Firstly, we run everything on the mySociety server as different users, for privilege separation. This involves using suExec and FastCGI, neither of which are as mature as they might be. Now, the problem with suExec is that it is extremely paranoid. For example, it makes sure the owner and group of any files you try and run as CGI are the same as the user you set them to be run by. It also checks that they are under document root – a silly restriction, especially when I’ve just added an alias to httpd.conf point to the awstats.pl file which FreeBSD installed elsewhere.

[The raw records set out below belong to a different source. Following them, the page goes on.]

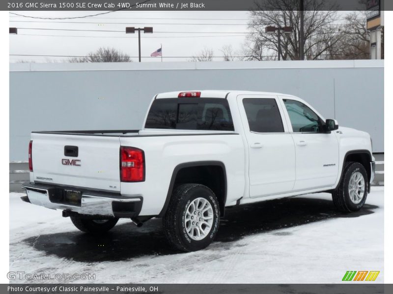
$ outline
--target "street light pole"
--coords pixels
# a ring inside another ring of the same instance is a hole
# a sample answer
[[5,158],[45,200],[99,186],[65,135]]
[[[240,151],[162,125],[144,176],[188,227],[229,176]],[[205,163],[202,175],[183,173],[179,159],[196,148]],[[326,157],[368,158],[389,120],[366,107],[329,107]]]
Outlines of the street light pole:
[[281,60],[281,33],[291,33],[293,31],[293,27],[292,26],[266,26],[265,28],[265,32],[274,33],[277,31],[278,42],[277,50],[278,51],[279,60]]
[[279,44],[277,46],[277,49],[279,51],[279,61],[280,61],[281,60],[281,30],[279,28],[279,29],[277,30],[277,35],[278,35],[279,38]]
[[139,52],[139,62],[140,62],[140,30],[138,30],[138,52]]
[[126,27],[126,34],[135,34],[135,31],[138,31],[138,52],[139,53],[139,62],[140,62],[140,31],[143,31],[144,33],[152,33],[153,27],[151,26],[145,26],[144,27],[138,27],[134,26],[127,26]]
[[299,36],[299,57],[304,60],[304,0],[300,0],[300,27]]

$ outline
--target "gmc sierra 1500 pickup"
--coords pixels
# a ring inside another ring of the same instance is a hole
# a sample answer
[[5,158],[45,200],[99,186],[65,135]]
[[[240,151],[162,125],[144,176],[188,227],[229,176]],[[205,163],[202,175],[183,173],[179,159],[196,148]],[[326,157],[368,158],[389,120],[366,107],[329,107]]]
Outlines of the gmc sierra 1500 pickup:
[[375,170],[368,134],[292,96],[156,95],[141,130],[33,132],[24,201],[99,233],[119,218],[162,218],[180,250],[209,245],[225,208],[318,192],[360,209]]

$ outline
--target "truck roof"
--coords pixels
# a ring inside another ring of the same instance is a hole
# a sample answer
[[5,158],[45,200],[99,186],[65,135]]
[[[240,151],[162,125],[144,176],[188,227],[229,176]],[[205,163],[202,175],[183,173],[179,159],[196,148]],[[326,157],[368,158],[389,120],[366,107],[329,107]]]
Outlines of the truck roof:
[[200,92],[201,98],[225,98],[229,93],[235,93],[238,95],[285,95],[281,93],[274,92],[265,92],[252,91],[231,91],[217,90],[193,90],[178,91],[175,92],[166,92],[158,94],[156,99],[162,98],[176,98],[181,92]]

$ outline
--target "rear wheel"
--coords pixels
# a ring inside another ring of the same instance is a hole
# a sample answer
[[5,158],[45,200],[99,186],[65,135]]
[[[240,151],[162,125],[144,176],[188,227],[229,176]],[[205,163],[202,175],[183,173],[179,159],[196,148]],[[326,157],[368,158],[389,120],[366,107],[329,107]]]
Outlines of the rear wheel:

The solution to this? Make a short one line bash script which merely calls through to the actual script. That it is so easy to get round them, shows how silly the suExec restrictions are – it just puts everybody off using it at all, and instead they make everything world-readable. And less secure. So by being paranoid about security, they make everyones web server less secure. Nice.
Secondly, awstats has a strange view of the world. It insists on getting log files in order. That is every row of log fed to it has to arrive, and you can’t go back and feed an older log file in later. I’m not quite sure why this is – perhaps so that its very compact text file summary of the logs can be updated efficiently. So, to run analysis of old files from months back you have to write a quick script to run through them all and call awstats with them.
Anyway, I’ve now done that for NotApathetic, PledgeBank, WriteToThem and this very website that you’re reading. So Tom will stop hassling me every time a journalist is saying “how many visitors do you get a day?” So far today we have 2807 visits to NotApathetic.com.